Aircraft liability is just one part of an aircraft insurance policy. The other parts insure the value of the aircraft for partial or total loss, and medical expenses incurred by occupants in the aircraft, other than medical expenses that are part of a liability insurance claim.
Aircraft liability insurance applies to the named insured’s legal obligation for bodily injury including death incurred by someone other than the named insured and property damage to property owned by someone other than the named insured arising out of the ownership, maintenance, or use of the insured aircraft. The insurance policy between the insurance company and the named insured forms a partnership whereby the named insured pays the insurance company money (premium) and the insurance company agrees to defend and indemnify the named insured (i.e., be financially responsible for the named insured’s legal obligations).

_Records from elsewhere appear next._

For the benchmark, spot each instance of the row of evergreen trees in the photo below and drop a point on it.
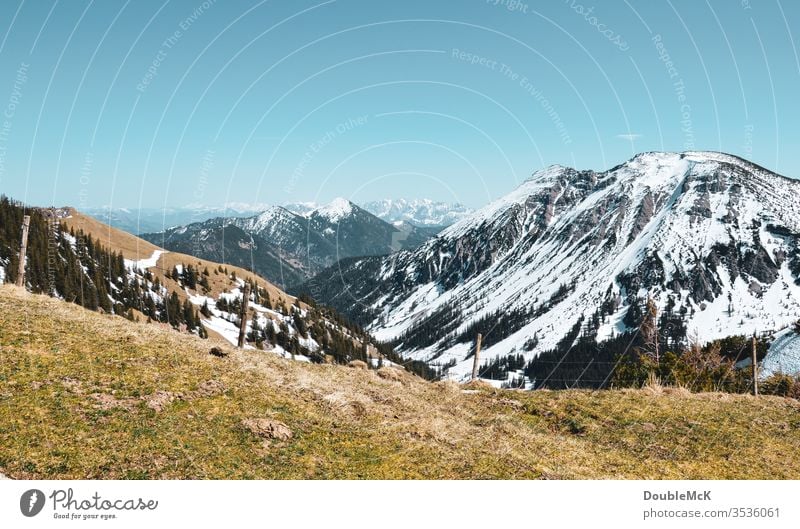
(77, 268)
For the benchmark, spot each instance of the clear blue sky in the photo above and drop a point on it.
(150, 103)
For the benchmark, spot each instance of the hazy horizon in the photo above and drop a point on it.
(152, 105)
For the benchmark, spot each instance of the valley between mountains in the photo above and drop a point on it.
(118, 357)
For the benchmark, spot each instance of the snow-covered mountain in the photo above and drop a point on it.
(419, 212)
(713, 239)
(287, 247)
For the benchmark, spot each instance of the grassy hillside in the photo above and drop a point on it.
(85, 395)
(135, 248)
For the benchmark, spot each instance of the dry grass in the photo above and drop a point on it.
(132, 247)
(84, 395)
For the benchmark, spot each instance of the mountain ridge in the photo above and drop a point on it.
(571, 247)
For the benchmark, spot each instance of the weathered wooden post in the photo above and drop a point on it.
(755, 367)
(245, 301)
(477, 360)
(23, 250)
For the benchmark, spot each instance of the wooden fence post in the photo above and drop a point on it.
(23, 250)
(755, 368)
(245, 301)
(476, 362)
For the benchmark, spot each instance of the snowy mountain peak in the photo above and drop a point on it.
(713, 239)
(336, 210)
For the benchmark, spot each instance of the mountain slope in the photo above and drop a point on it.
(128, 400)
(713, 239)
(288, 248)
(78, 259)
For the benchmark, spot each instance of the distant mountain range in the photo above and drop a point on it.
(566, 263)
(420, 212)
(289, 248)
(148, 220)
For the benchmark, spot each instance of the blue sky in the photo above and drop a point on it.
(151, 103)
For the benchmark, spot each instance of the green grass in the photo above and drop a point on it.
(74, 387)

Just look in the newspaper and you will find court announcements listed as ABC Insurance Company & Thomas Jones v. XYZ Insurance Company & Mary Smith. If you were to investigate, you might find that Jones fell at a party at Smith’s house and his medical insurance company (ABC) is seeking recovery from Smith’s homeowner insurance company (XYZ). In short, XYZ is accepting financial responsibility for the legal obligation of Smith for the bodily injury incurred by Jones and subsequently paid by for by ABC. If someone is injured or someone’s property is damaged because of the use, maintenance, or ownership of your aircraft, the insurance company whose aircraft insurance policy you purchased would assume responsibility.
Is aircraft liability insurance expensive?
You might be surprised to discover that the price for aircraft liability insurance is only a fraction of what aircraft owners pay when they also buy aircraft physical damage insurance. Here are a few examples that illustrate this:
- Cessna 172, private pilot with 200 hours in make and model, $1,000,000 per occurrence and $100,000 per Passenger is $175
- Vans RV-6A, private pilot with 200 hours in make and model, $1,000,000 per pccurrence and $100,000 per passenger is $190
- Pitts S2-B, private pilot with 200 hours in make and model, $1,000,000 per occurrence and $100,000 per passenger is $325
- Evolution Revo WSC, private pilot with 200 hours in make and model, $1,000,000 per occurrence and $100,000 per passenger is $425
The cost for aircraft physical damage insurance in the examples above could be as low as $300 for $30,000 on the Cessna 172 and as high as $3,000 for $75,000 on the Revo or Pitts. Keep in mind these are generalizations and not exact quotes; the point is that aircraft liability insurance is not that expensive. Also, keep in mind the numbers above are based on the aircraft owner buying both aircraft liability insurance and aircraft physical damage insurance. Aircraft owners do have the option to purchase aircraft liability insurance only in which case the prices shown above would increase by 25-50 percent. The point still is that aircraft liability is not expensive.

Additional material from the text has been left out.